Первое время я ходил и ног под собой не чуял. Думал, теперь зиму проживу, а летом поступлю на ярманку, а с ярманки уж прямо домой. А там -- ударюсь куда поближе -- в Москву или Питер. Спасибо, думаю, Катюшке. Вот, отчего она меня избавила. Просто страсть! Надо как-нибудь ее поблагодарить. А как поблагодарить? Хоть бы сходить как к ней, урваться. Проситься на первых порах было нельзя, тайком итти тоже боязно. Вдруг посылает раз меня хозяин на почту, я обрадовался: вот, думаю, славно! Полетел я к ней. Прихожу, стучу, выходит она. Так что бы вы думали? У ней во-о какие синяки под глазами! И вся она как разбитая. "Катя милая! говорю: что это у тебя?"

А она и говорить со мной не стала. Я ее просить, а она руками махает. "Уходи, -- говорит, -- ради Бога и вперед не ходи. Не знай ты меня. Я тебе не знакома. Я ей то и это, а она и слушать меня не хочет".

Только и твердит одно: уходи да уходи. А оказалось что же? Илюшка-то после расчета на ее шею сел. Прямо к ней пошел, избил ее, как муж жену не бьет, да и сел к ней на шею и жил целые ползимы, пока другого места не получил.
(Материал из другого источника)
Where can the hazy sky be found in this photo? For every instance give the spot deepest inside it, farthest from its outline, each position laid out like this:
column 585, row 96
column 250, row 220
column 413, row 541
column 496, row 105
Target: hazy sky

– - Вот так постояла за себя! -- воскликнул Котов и злобно засмеялся.

– - Что же она за дура? -- строго сказал Фома Фомич. -- Зачем она его принимала?

– - Вот подите! Если бы сама не могла отбояриться, мне бы как-нибудь дала знать: я бы его так выставил, что он бы, где ее хата стоит, позабыл. А у ней и на то храбрости не хватило, не то, чтобы что!

– - Ну, да ведь не все же из их сестры таки, -- сказал Котов, несколько успокоившись от своего смеха.

– - А какие ж?.. Все на один лад. Кто над ней с палкой стал, тот и капрал, -- убежденно проговорил буфетчик. -- Наш брат хоть и страдает, так он больше из-за самого себя, а их люди заставляют страдать…

– - Ну, и они у людей в долгу не остаются, а платят за это не мытьем, так катаньем, -- тряхнув головой, проговорил Фома Фомич.

– - Ах ты, Господи! Еще бы нам ничем за это не платить, тогда у нас, може, от ихней сестры и духу-то не осталось…

– - Верно, -- сказал Котов, -- а без бабьего духа плохо жить. Тогда никакой радости на свете не будет. А то трудишься, работаешь, горя сколько перенесешь, а как обдаст тебя маленько этим душком, то и полегчает.

Котов снова засмеялся, но другим смехом, и глаза его сделались как щелки, и голос задребезжал. Смех его поддержал и Фома Фомич. Буфетчик поглядел сначала на одного, потом на другого, сдвинул брови, взял в руки налитую ему новую чашку и медленно, отхлебывая из нее, задумчиво опустил голову.